Keep Government Out of Internet Pricing

EXPERT COMMENTARY

Keep Government Out of Internet Pricing

By Eli Dourado |
Dec 04, 2012

Today marks the start of the World Conference on International Telecommunications in Dubai. The conference is a U.N.-convened meeting where governments will update a treaty that sets rules for international public correspondence services, like telephones and telegraphs. Because the treaty was last revised in 1988, when government officials did not anticipate the importance of the Internet, the current text does not cover anything Internet-related.

International political neglect of the Internet, although probably inadvertent, has been more than benign—it has been salutary. Imagine if governments, and not engineers, had been in charge of innovation on the Internet for the past 25 years. We would probably have separate "national" Internets and have to pay international long distance charges to send data across national boundaries.

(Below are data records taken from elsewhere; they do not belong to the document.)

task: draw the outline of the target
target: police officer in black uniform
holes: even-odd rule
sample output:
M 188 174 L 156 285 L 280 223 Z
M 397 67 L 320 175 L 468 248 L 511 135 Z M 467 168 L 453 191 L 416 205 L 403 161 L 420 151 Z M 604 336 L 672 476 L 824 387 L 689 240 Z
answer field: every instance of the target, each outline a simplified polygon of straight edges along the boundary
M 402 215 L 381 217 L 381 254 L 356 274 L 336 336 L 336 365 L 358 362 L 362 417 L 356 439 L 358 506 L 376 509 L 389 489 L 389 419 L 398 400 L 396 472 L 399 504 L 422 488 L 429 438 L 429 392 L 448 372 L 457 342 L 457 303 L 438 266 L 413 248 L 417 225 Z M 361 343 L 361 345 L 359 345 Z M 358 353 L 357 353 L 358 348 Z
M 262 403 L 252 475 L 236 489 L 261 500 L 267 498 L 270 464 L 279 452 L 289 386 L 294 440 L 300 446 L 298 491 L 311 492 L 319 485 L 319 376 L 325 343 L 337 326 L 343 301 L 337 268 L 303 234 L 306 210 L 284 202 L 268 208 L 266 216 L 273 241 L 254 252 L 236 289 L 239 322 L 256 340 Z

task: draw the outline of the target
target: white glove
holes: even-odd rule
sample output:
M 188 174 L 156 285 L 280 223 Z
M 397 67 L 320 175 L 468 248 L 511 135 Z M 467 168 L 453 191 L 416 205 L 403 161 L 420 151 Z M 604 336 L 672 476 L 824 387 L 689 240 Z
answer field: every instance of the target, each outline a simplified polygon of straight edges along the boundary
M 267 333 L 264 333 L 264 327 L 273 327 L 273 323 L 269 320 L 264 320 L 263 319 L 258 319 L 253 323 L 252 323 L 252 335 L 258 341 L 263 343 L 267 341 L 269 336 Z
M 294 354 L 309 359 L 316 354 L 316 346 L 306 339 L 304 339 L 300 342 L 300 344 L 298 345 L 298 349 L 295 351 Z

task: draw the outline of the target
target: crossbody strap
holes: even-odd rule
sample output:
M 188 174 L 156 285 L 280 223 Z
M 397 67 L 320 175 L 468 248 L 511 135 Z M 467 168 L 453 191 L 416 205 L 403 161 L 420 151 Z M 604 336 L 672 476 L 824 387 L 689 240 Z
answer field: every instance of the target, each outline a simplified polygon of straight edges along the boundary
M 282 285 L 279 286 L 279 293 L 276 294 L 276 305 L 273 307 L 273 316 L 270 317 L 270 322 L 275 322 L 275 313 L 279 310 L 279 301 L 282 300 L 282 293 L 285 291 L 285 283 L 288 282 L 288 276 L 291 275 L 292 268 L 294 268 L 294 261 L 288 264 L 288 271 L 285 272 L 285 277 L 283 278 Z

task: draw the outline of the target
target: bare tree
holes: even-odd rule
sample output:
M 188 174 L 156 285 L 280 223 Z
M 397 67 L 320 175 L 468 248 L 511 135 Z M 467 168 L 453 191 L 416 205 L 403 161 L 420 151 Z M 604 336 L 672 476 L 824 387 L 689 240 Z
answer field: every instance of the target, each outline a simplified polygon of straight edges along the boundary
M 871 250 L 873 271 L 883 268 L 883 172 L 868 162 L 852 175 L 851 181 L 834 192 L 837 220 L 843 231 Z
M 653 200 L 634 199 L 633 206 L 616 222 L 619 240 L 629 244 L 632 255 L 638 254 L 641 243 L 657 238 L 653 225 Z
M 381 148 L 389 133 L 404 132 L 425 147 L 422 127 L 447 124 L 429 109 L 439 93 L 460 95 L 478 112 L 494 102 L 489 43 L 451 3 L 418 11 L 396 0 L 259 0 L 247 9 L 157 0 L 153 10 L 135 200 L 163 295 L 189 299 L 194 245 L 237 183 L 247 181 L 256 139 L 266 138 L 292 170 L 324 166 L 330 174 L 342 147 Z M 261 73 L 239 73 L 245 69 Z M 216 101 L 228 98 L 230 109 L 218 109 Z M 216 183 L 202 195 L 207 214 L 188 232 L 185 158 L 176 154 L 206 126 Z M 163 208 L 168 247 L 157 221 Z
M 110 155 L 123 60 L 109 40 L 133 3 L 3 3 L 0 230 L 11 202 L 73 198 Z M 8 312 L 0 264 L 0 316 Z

Does this sound far-fetched? It's not. In fact, some telecom companies and governments want to use the treaty revisions this year to explicitly enable "sender-pays" rules for the Internet. Under such a system, if a user in, say, Cameroon wants to watch a YouTube video, Google would have to pay the Cameroonian government or telecom company for the privilege of sending the video to the user, or—more likely—block access from Cameroon so that they don't incur high charges. The result would be an Internet where you can't access all content from everywhere, an Internet that is fragmented on national boundaries.

Why do governments want to impose these rules? They want the money. International telephone rates have plummeted in the last 20 years, largely because people can now substitute technologies like Skype and E-mail for expensive phone calls. This means that the governments and telephone monopolies that relied on international revenues need a new source of income.